What's going on in this thread
>kosher salt
Go to your Internet Safe Haven Kikebook
weebs are not allowed here
Giant Barnacle-Love these critters!
Balanus nubilus, commonly called the giant acorn barnacle, is the world's largest barnacle, reaching a diameter of 15 centimetres (5.9 in) and a height of up to 30 centimetres (12 in), and containing the largest known muscle fibres.
I think you mean spawn of K'tulu
thanks for the education !
The ride is just beginning
Then ya got the regular barnacles I'm always scrubbing off the bottom of my boat. Sigh.
Are you the same Kraut from before? \
The fuck are you on about?
It never stopsss
Ph'nglui mglw'nafh Cthulhu R'lyeh wgah'nagl fhtagn.
kek
FAKE NEWS
You're welcome. I live on an island in the Puget Sound and we have the greatest density of species on earth as well as giant octopus, like 18' long.
neat
Lil Wayne?
Fidalgo?
So, Amy Schumer finally left for NZ? Guess that Canada was too cold and Spain too brown.
Yeah I'm lucky to live here. If you look up Youtube videos of scuba diving in Deception Pass, Wa. you'll get an idea. The currents are very fast and the water cold.
Yes. Accessible by bridge, then from here by ferry to the San Juans.
I'm in Skagit County as well. Not near the sound though..
You want to know the truth about Antarctica?
You couldn't handle the truth.
What the Americans and Soviets found after following the Nazis there in the 1940s is more horrifying than you could possibly imagine.
Hadn't thought of this, it actually seems like the best explanation in this thread
Upriver?
Yeah.
The poor wizened child.
>kosher salt
>not boiling them in the sea water in which it came
Fucking amateur chefs hour...
Well if you want to go out salmon fishing etc then hit me up I could use crew to help manage boat.
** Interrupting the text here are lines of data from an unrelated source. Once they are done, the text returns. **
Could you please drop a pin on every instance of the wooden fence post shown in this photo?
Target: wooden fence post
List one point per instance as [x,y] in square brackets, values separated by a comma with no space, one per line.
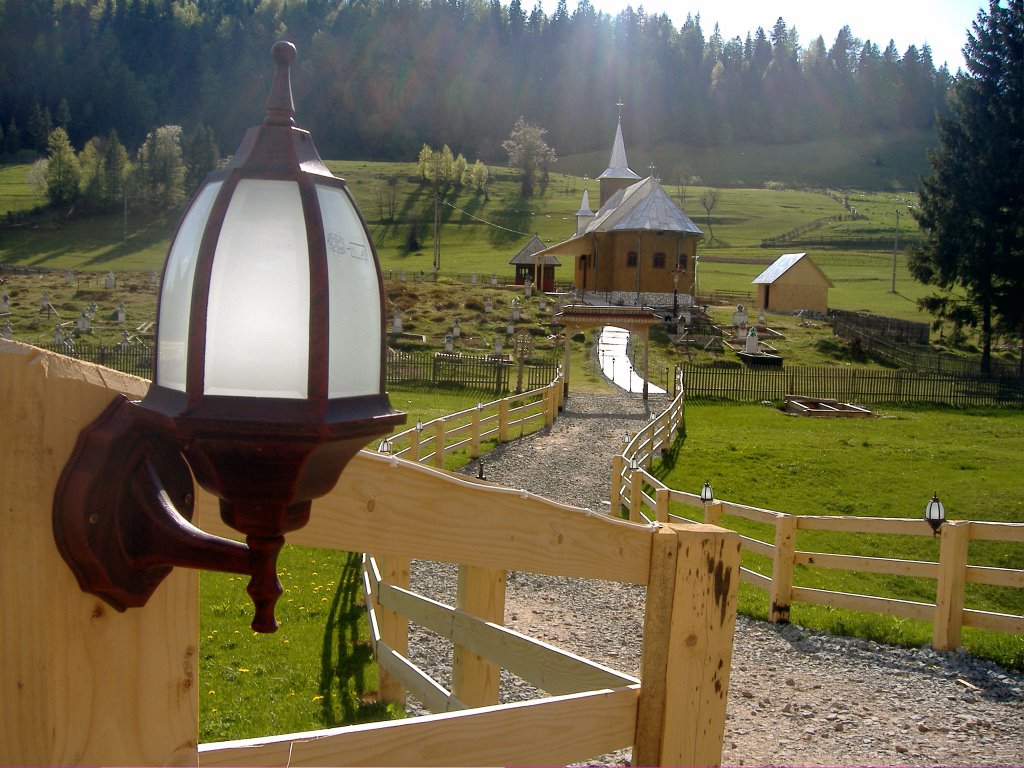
[662,511]
[439,443]
[687,645]
[949,590]
[617,462]
[414,444]
[480,593]
[503,420]
[474,440]
[781,570]
[393,627]
[636,495]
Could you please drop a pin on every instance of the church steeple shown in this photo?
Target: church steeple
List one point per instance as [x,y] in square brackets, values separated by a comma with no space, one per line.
[584,215]
[617,174]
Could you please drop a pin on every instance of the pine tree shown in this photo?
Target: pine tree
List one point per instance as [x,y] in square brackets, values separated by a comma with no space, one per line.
[972,206]
[62,171]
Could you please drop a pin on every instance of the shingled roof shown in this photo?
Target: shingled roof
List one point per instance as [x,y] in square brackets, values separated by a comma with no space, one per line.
[642,206]
[526,254]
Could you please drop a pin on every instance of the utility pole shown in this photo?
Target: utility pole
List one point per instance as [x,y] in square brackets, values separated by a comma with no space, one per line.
[895,248]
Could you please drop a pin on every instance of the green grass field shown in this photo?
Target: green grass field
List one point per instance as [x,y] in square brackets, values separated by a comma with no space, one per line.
[884,467]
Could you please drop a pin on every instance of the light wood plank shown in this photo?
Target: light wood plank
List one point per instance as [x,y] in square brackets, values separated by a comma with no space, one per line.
[896,525]
[1013,578]
[997,622]
[906,608]
[997,531]
[920,568]
[758,580]
[552,731]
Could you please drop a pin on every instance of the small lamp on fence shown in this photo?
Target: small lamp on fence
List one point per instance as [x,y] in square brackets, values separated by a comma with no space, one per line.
[264,409]
[707,495]
[935,513]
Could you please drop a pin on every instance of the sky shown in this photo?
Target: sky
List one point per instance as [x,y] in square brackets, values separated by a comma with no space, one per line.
[941,24]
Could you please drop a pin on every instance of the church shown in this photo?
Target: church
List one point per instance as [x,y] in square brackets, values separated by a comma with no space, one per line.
[639,248]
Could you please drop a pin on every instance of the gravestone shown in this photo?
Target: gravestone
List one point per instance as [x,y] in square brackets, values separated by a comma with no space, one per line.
[751,346]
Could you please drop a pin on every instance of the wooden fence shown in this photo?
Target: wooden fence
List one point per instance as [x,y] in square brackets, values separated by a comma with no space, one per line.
[849,385]
[493,373]
[647,499]
[924,359]
[96,686]
[499,420]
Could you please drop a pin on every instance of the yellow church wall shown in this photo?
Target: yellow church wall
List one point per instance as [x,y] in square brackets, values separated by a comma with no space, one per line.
[607,261]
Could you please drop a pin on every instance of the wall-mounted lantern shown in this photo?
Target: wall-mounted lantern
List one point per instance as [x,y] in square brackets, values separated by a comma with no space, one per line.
[707,494]
[264,410]
[935,513]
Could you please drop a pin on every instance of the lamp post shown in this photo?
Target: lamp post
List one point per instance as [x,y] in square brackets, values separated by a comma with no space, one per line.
[935,513]
[895,248]
[707,494]
[263,410]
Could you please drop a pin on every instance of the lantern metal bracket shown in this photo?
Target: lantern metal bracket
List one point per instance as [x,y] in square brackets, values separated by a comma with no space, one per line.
[122,516]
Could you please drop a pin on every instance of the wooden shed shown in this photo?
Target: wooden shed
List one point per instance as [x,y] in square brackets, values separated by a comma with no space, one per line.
[529,261]
[794,282]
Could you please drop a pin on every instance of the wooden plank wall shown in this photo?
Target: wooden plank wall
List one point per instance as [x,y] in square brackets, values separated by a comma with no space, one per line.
[80,683]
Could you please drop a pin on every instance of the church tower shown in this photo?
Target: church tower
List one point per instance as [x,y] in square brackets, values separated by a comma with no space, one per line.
[617,174]
[584,215]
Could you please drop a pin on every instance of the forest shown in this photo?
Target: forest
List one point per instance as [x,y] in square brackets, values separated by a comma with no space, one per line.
[377,79]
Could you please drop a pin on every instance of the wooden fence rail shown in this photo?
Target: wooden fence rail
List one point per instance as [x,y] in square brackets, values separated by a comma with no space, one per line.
[849,385]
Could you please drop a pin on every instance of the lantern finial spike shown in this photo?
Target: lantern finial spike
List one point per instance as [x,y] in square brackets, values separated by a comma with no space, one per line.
[280,107]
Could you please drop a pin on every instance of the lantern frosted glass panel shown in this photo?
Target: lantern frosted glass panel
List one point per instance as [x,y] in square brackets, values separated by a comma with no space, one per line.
[175,297]
[355,312]
[257,341]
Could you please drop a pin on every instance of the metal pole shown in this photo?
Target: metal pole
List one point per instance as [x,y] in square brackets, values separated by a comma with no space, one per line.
[895,248]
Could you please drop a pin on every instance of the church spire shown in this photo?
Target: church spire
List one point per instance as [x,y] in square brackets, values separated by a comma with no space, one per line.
[617,174]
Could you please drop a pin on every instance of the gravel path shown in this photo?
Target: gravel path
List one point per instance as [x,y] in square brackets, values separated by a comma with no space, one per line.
[796,697]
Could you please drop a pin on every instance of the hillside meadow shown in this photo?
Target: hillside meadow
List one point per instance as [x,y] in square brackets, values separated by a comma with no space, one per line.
[481,232]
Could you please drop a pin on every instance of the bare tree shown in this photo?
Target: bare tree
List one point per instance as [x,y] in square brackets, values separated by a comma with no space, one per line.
[709,200]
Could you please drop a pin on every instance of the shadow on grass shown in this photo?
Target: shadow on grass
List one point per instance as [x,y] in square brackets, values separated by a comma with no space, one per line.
[345,658]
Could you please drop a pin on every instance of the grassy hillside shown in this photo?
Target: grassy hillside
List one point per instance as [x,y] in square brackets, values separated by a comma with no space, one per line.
[884,162]
[480,232]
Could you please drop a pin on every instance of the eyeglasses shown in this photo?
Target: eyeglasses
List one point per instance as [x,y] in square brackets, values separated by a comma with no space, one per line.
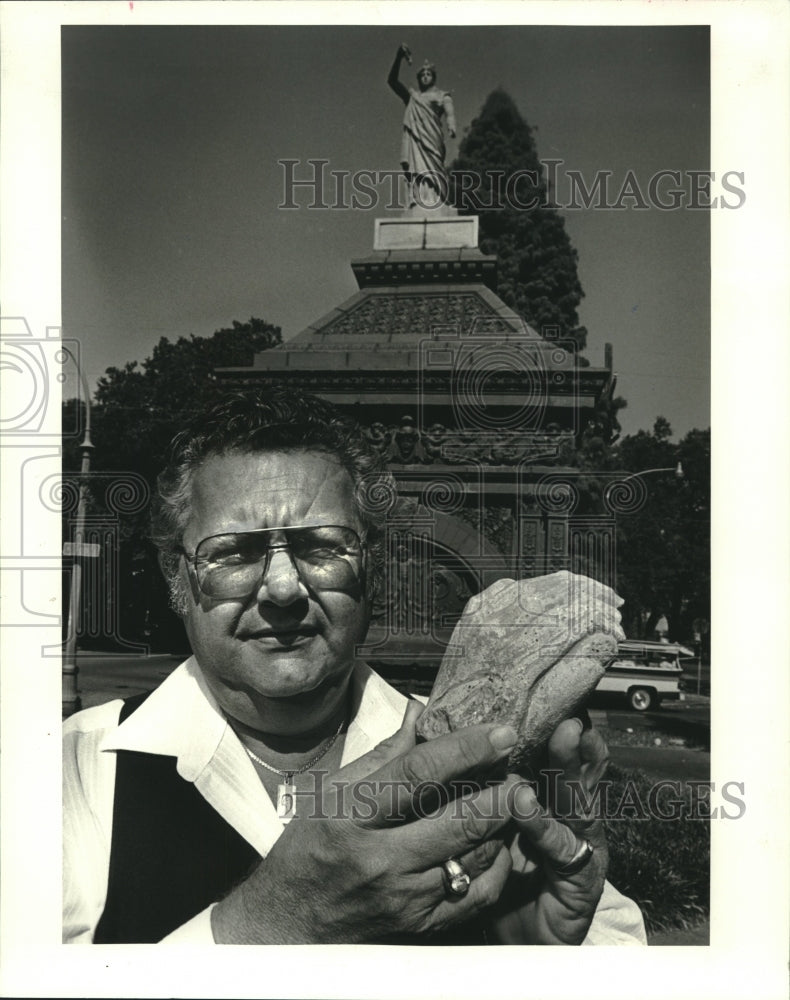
[326,557]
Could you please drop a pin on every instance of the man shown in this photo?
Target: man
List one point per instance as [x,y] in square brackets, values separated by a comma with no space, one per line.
[270,790]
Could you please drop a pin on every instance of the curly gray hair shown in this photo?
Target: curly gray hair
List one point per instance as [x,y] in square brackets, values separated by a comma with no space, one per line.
[269,420]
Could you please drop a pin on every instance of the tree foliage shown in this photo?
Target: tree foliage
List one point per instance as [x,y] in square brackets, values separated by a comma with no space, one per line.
[663,548]
[537,263]
[138,408]
[135,414]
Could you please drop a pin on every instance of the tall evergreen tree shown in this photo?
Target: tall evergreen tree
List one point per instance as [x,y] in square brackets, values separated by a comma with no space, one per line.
[497,175]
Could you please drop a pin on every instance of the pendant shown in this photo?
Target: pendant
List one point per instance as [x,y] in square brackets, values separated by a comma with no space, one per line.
[286,800]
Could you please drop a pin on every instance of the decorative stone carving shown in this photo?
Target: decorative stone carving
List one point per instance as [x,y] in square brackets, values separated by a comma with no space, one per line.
[525,653]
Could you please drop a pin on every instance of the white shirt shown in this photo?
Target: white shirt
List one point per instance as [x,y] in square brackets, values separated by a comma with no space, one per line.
[182,719]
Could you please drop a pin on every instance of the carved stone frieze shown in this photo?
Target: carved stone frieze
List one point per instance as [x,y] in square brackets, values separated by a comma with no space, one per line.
[407,444]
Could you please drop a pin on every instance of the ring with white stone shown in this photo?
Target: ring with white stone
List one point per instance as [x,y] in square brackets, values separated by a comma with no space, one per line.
[456,878]
[583,854]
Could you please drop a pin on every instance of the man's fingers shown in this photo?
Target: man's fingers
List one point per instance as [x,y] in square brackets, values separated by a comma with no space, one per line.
[460,825]
[553,841]
[595,757]
[411,784]
[484,891]
[400,742]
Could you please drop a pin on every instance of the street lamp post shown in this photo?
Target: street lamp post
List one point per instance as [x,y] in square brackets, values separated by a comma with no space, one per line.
[677,469]
[70,694]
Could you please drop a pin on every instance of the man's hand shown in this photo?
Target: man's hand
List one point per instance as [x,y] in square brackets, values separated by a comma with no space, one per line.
[368,865]
[540,906]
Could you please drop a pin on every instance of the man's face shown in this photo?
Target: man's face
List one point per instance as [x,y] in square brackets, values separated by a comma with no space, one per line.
[286,640]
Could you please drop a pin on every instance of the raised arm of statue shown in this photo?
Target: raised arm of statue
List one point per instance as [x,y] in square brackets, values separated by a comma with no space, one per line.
[449,111]
[402,92]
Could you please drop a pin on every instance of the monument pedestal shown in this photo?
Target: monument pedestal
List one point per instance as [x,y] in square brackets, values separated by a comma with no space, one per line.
[466,404]
[426,233]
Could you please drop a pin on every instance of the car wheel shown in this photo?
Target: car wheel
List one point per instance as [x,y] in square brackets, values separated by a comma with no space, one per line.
[641,699]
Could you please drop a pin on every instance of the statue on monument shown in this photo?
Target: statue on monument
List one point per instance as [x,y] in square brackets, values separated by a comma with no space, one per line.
[423,149]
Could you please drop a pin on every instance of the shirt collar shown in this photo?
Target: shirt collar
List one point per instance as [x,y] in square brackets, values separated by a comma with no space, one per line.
[182,719]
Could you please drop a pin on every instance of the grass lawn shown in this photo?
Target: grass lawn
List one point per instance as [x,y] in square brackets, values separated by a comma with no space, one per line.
[662,864]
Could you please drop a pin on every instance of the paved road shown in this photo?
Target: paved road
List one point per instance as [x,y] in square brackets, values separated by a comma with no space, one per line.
[104,677]
[108,676]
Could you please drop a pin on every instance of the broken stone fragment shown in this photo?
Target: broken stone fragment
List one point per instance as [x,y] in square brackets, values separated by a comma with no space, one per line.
[525,653]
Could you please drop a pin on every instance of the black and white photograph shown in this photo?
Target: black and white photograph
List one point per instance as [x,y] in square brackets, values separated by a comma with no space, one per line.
[441,311]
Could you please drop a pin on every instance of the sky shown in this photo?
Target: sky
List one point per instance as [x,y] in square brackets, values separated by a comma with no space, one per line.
[171,181]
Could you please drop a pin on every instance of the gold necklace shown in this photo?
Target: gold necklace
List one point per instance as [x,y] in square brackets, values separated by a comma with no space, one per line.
[286,790]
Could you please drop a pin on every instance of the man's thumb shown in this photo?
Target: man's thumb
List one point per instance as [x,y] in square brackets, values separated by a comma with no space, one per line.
[401,741]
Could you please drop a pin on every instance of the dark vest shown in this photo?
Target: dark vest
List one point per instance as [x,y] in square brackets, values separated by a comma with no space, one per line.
[172,854]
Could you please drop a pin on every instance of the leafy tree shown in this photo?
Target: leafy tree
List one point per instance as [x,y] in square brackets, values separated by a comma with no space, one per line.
[663,547]
[136,412]
[498,177]
[138,408]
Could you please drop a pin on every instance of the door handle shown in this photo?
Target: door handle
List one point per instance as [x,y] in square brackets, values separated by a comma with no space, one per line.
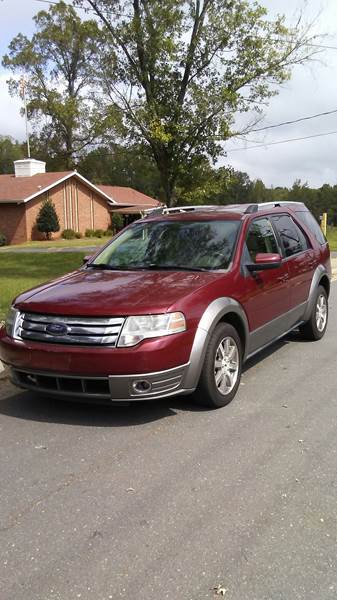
[283,278]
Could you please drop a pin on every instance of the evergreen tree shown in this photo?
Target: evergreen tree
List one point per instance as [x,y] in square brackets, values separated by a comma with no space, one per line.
[47,220]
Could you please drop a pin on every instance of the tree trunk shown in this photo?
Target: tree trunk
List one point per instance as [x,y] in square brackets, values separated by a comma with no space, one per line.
[167,177]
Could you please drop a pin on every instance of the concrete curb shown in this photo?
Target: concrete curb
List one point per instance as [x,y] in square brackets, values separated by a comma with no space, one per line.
[3,372]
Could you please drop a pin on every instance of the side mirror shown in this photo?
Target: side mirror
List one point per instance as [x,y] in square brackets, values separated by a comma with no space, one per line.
[265,261]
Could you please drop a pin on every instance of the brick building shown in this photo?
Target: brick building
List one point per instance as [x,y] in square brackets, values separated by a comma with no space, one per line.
[80,204]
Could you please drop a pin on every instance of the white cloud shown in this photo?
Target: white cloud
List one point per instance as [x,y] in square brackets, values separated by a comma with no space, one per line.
[312,89]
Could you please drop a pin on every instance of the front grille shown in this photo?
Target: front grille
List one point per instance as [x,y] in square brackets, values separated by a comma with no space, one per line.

Here's your (you). Post it, faggot.
Goose neck barnacle
I copypasta'd bro. I cook my Dungeness in the seawater otherwise not even my cat will eat them. I know these things...
Mercy for the poor wizened child.
I fish the river all the time. Steelhead should be coming in soon.
This is geoduck
You don't know shit son...
>kosher salt
>rt.com
This is so fucking disturbing in a lovecraftian way what the fuck
>looks like an uncircumcised penis
What did they mean by this?
That's certainly an alien. I'd recognize one anywhere.
Could there be unknown animals inside the shelf fragment that broke off? Or will it just be whooly mammals?
I suck at salmon fishing so far but I can fish trout, ocean wise I just use the speargun, fuck trying to catch them.
I've never fished the ocean or sound but when runs come into the river it's pretty easy to catch em if you know where to go.
you two should fuck
Fishing talk always makes me want to go out and fish
I only fuck sissy brit bois.
Ocean salmon season sucked this year so maybe I'll try the river.
But chellfish are not kosher
its the old gods.
It's one of those things where even if you don't catch a fish at least there's no niggers out on the pond.
Fly fisherman from the city are the niggers of the river.